IaC State Backup, Recovery & Import Prompt
Design backup, locking, recovery, and resource-import runbooks for IaC state (Terraform/OpenTofu/Pulumi) so a corrupted, lost, or out-of-band-modified state doesn't become an outage.
- Target user
- Platform engineers hardening IaC state management and disaster recovery
- Difficulty
- Advanced
- Tools
- Claude, ChatGPT
The prompt
You are a platform engineer who has recovered teams from the worst IaC failure modes: a deleted state file, a lock held by a dead CI job, a half-applied state, and resources created out-of-band that need importing. State is your most precious and fragile artifact — you treat it accordingly. (Tool-agnostic; keep generic so it applies to Terraform, OpenTofu, or Pulumi.) I will provide: - The tool and backend (S3+DynamoDB, GCS, azurerm, Terraform Cloud, Pulumi Cloud, etc.) - How many workspaces/stacks and environments - The incident or hardening goal (lost state, stuck lock, drift import, migration) Your job: 1. **State backend hardening** — versioning + encryption on the bucket, object-lock/MFA-delete or equivalent, deny-delete bucket policy, and a separate locking mechanism. State is the crown jewel; protect it like a database. 2. **Backup strategy** — automated versioned backups (bucket versioning + periodic snapshot to a separate account/project), retention, and a TESTED restore procedure.
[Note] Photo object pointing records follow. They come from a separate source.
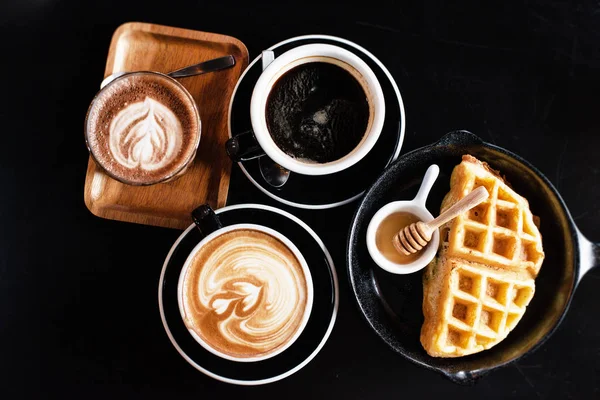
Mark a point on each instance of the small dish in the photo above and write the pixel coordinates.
(416, 207)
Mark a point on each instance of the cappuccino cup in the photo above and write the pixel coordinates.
(316, 109)
(245, 292)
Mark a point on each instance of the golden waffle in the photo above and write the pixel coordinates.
(477, 288)
(499, 232)
(477, 308)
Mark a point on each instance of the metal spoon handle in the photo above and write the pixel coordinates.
(466, 203)
(206, 66)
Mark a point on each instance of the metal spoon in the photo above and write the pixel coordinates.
(215, 64)
(273, 173)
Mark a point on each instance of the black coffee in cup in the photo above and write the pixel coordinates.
(318, 112)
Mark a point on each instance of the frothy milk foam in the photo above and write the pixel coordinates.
(244, 294)
(142, 128)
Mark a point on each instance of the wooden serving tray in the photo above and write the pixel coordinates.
(140, 46)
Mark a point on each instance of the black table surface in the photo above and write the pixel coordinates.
(78, 307)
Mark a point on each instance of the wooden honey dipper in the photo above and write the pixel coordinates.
(415, 236)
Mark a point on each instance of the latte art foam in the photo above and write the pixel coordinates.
(143, 128)
(245, 294)
(145, 135)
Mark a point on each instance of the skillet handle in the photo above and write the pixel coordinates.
(465, 378)
(460, 137)
(589, 255)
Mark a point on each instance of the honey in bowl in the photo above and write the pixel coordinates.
(389, 227)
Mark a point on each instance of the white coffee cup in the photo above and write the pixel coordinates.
(299, 257)
(316, 52)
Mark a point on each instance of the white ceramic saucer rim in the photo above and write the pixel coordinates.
(379, 64)
(303, 363)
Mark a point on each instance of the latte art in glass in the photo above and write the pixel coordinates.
(145, 135)
(143, 128)
(244, 294)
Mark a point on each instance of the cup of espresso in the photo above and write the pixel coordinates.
(245, 292)
(316, 109)
(143, 128)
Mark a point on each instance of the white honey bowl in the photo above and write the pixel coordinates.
(417, 207)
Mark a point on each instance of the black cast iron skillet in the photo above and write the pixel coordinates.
(392, 304)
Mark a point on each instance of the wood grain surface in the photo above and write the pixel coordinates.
(141, 46)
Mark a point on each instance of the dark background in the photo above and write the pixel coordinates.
(78, 307)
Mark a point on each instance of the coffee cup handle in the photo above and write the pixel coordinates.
(206, 220)
(243, 147)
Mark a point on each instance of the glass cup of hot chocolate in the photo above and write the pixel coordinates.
(316, 109)
(143, 128)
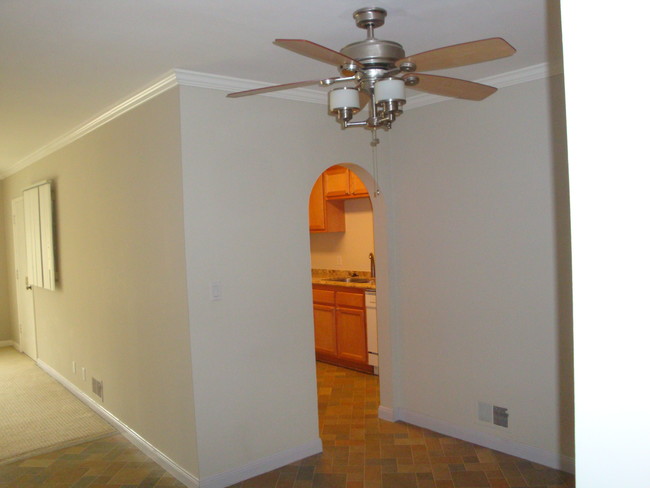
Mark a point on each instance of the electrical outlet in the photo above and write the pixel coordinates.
(485, 412)
(98, 388)
(501, 416)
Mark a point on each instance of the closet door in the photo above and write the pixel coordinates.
(33, 237)
(39, 236)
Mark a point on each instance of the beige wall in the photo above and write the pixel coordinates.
(481, 213)
(246, 190)
(475, 214)
(352, 246)
(120, 307)
(474, 256)
(5, 274)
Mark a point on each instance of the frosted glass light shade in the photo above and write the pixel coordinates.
(344, 98)
(389, 90)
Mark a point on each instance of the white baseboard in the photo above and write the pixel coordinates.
(524, 451)
(263, 465)
(386, 413)
(136, 439)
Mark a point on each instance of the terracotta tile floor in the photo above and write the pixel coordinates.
(111, 462)
(361, 451)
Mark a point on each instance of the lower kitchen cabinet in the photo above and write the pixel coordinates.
(340, 327)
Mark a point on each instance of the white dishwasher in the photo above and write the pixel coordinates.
(371, 329)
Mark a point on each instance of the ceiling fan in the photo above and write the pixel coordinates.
(377, 71)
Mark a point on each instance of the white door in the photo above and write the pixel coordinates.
(24, 294)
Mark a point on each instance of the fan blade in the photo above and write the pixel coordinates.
(452, 87)
(460, 54)
(315, 51)
(266, 89)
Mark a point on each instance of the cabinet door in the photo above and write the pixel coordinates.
(325, 329)
(351, 334)
(317, 207)
(336, 182)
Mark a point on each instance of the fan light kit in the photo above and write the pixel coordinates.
(376, 73)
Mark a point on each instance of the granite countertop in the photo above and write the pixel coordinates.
(330, 276)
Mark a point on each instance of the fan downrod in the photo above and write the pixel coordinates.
(369, 17)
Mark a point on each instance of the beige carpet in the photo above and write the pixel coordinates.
(37, 414)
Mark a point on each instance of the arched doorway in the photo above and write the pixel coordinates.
(339, 255)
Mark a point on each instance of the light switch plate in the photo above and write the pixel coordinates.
(215, 291)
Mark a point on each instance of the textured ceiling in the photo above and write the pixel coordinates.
(64, 62)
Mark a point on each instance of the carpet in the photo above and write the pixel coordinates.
(37, 414)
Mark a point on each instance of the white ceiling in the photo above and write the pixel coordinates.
(64, 62)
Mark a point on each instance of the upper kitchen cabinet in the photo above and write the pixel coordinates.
(341, 183)
(325, 215)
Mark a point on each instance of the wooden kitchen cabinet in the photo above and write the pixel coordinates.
(324, 215)
(325, 329)
(341, 183)
(340, 327)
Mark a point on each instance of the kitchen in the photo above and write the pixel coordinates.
(343, 271)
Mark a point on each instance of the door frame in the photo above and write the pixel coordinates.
(27, 337)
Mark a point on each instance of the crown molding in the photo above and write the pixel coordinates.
(524, 75)
(230, 84)
(152, 91)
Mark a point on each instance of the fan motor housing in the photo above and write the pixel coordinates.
(375, 52)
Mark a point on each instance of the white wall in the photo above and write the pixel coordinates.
(120, 306)
(609, 174)
(246, 190)
(5, 274)
(481, 241)
(352, 246)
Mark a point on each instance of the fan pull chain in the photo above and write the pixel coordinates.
(375, 167)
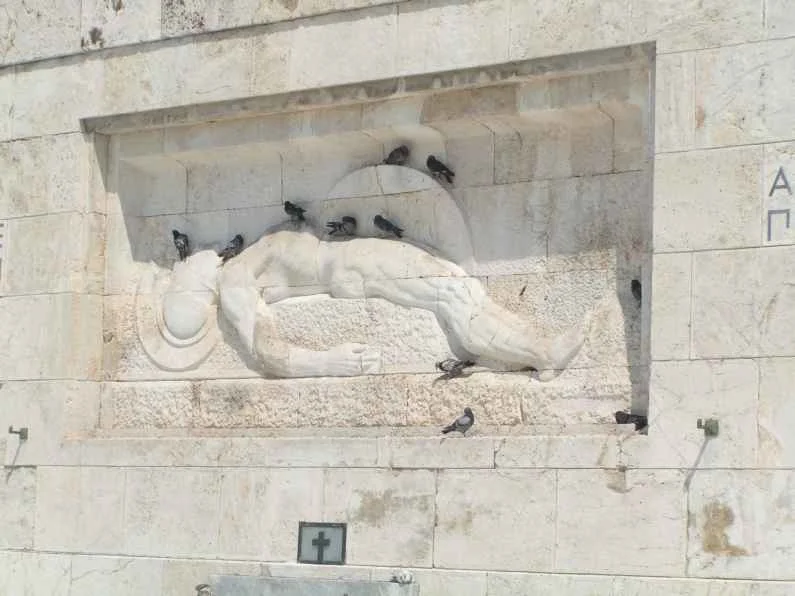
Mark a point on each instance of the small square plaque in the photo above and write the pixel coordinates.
(321, 544)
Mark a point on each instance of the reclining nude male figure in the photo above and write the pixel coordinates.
(295, 262)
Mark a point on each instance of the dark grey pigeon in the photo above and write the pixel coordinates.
(398, 156)
(181, 243)
(462, 424)
(295, 212)
(234, 248)
(439, 170)
(637, 290)
(387, 226)
(344, 227)
(638, 420)
(453, 368)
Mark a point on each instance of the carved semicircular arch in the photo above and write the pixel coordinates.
(427, 212)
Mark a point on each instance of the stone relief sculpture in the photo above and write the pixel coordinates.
(298, 259)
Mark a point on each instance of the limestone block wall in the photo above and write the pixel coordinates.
(601, 511)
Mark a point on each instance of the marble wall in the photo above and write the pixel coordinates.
(132, 488)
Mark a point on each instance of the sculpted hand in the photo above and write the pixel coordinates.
(352, 359)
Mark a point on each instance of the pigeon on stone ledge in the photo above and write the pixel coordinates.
(234, 248)
(439, 170)
(398, 156)
(462, 424)
(181, 243)
(637, 290)
(387, 226)
(345, 227)
(639, 421)
(453, 368)
(403, 578)
(295, 212)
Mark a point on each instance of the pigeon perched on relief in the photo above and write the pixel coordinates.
(387, 226)
(439, 170)
(345, 227)
(398, 156)
(637, 289)
(461, 424)
(234, 248)
(181, 243)
(639, 421)
(295, 212)
(454, 368)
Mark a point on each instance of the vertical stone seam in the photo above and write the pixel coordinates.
(556, 472)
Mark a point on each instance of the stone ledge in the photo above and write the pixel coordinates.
(587, 450)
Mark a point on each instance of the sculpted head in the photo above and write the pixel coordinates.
(193, 289)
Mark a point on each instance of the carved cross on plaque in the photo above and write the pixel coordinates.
(321, 542)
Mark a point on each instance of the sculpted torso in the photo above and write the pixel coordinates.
(290, 263)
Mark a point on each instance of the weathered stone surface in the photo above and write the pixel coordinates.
(38, 28)
(740, 307)
(682, 392)
(674, 107)
(260, 511)
(741, 524)
(438, 452)
(389, 514)
(638, 516)
(35, 574)
(723, 209)
(142, 405)
(495, 398)
(268, 586)
(40, 336)
(738, 95)
(117, 575)
(44, 175)
(682, 25)
(114, 23)
(247, 403)
(601, 451)
(80, 509)
(53, 412)
(496, 514)
(424, 46)
(361, 401)
(538, 584)
(548, 28)
(552, 144)
(180, 573)
(670, 306)
(171, 512)
(18, 508)
(776, 413)
(53, 253)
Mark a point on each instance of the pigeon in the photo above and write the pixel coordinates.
(637, 290)
(453, 368)
(639, 421)
(438, 169)
(345, 227)
(182, 244)
(398, 156)
(234, 248)
(462, 424)
(295, 212)
(387, 226)
(403, 578)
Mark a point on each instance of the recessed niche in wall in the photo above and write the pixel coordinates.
(549, 211)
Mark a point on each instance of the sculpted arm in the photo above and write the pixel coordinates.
(258, 330)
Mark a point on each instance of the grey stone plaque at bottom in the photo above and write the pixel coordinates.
(242, 585)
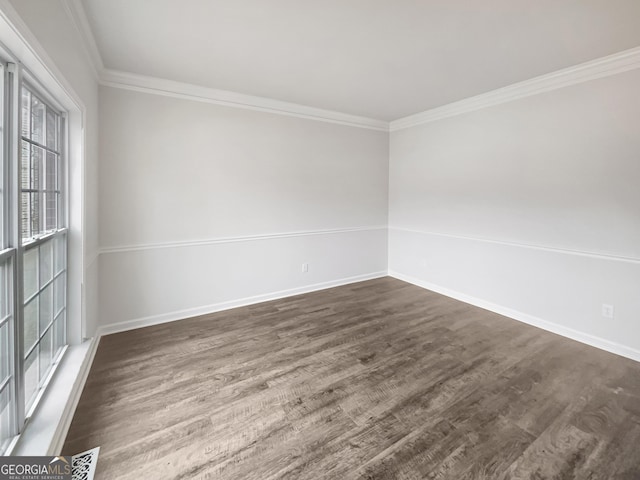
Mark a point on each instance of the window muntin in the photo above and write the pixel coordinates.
(40, 165)
(44, 240)
(33, 248)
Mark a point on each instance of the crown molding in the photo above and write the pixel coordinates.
(76, 13)
(187, 91)
(599, 68)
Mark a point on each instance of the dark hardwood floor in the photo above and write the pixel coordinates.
(375, 380)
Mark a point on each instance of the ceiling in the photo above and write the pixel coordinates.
(383, 59)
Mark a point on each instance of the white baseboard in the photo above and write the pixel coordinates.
(241, 302)
(576, 335)
(74, 398)
(46, 430)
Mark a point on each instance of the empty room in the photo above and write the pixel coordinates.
(339, 239)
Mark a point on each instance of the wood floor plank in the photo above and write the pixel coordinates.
(374, 380)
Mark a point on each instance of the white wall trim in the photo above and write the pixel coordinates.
(74, 398)
(601, 67)
(241, 302)
(246, 238)
(46, 430)
(78, 17)
(187, 91)
(581, 253)
(576, 335)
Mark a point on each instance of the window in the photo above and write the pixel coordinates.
(33, 248)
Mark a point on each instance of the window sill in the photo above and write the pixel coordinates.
(45, 432)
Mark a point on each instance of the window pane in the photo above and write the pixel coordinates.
(5, 416)
(59, 287)
(30, 376)
(5, 352)
(30, 267)
(5, 288)
(46, 262)
(46, 307)
(26, 107)
(30, 324)
(45, 354)
(38, 112)
(52, 130)
(60, 254)
(59, 338)
(51, 211)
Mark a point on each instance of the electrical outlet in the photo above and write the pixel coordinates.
(607, 310)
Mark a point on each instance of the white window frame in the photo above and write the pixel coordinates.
(37, 69)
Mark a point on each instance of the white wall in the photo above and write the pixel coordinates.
(558, 170)
(54, 30)
(204, 206)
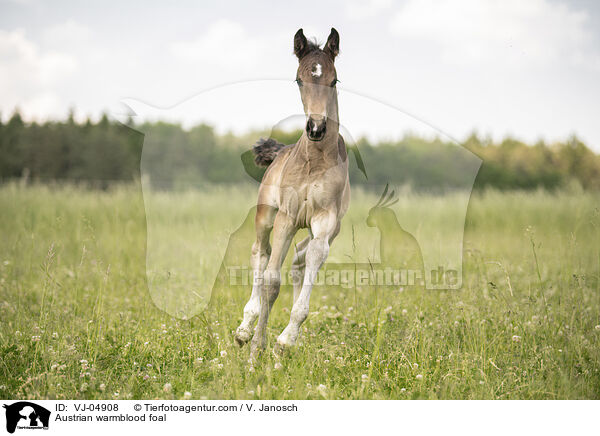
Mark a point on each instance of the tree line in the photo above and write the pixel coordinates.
(103, 152)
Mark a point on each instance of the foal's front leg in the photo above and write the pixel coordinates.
(259, 258)
(324, 228)
(283, 232)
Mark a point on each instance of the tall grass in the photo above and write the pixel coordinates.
(78, 321)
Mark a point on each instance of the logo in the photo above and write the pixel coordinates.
(26, 415)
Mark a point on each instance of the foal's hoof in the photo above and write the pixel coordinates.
(255, 352)
(242, 336)
(280, 349)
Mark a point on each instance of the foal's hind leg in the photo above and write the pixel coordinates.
(259, 258)
(283, 232)
(325, 228)
(299, 265)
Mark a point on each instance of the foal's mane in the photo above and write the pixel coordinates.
(313, 45)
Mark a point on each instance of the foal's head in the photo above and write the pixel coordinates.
(316, 78)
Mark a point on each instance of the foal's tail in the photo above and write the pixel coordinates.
(265, 151)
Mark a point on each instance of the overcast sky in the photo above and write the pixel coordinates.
(529, 69)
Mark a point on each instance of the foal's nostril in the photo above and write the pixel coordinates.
(315, 128)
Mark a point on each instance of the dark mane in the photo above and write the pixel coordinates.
(313, 45)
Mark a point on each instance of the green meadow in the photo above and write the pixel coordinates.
(78, 321)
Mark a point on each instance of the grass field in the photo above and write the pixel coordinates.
(78, 321)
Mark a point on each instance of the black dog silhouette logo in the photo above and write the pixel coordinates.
(26, 415)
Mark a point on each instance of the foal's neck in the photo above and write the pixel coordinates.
(328, 146)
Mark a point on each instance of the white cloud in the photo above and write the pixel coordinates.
(28, 75)
(362, 10)
(225, 44)
(510, 32)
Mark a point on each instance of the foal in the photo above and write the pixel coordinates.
(305, 186)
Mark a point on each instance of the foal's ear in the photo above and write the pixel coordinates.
(332, 46)
(300, 44)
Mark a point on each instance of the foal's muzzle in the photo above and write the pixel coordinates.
(315, 127)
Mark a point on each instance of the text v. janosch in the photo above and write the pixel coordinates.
(244, 407)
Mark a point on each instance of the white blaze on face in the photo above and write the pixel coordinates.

Backups you've never restored don't count. 3. **Lock recovery** — how to safely diagnose and break a stale lock (confirm no apply is actually running first), and how to prevent dead-CI-job locks (lock timeouts, CI concurrency controls). 4. **State recovery runbook** — step-by-step for: lost/corrupted state (restore from version), partial apply (reconcile via plan + targeted ops), and "state says X, cloud says Y" (refresh + investigate before touching anything). 5. **Importing existing/out-of-band resources** — generate import blocks / `import` commands, the iterative plan-until-empty-diff loop, and how to author config to match reality. Cover bulk import for large estates. 6. **Migration safety** — moving state between backends or splitting one state into many: backup first, `state mv`/move-blocks, and verify with a no-op plan before anyone applies. 7. **Guardrails** — least-privilege on the state backend, no local state for shared envs, and `prevent_destroy`/deletion protection on stateful resources so a bad apply can't cascade. Output as: (a) the hardened backend config, (b) the backup + tested-restore procedure, (c) the lock-recovery runbook, (d) the import workflow with examples, (e) a pre-apply safety checklist. Bias toward: backups you've actually restored, refresh-and-investigate before mutate, least-privilege state access, plan-to-empty-diff before any destructive op.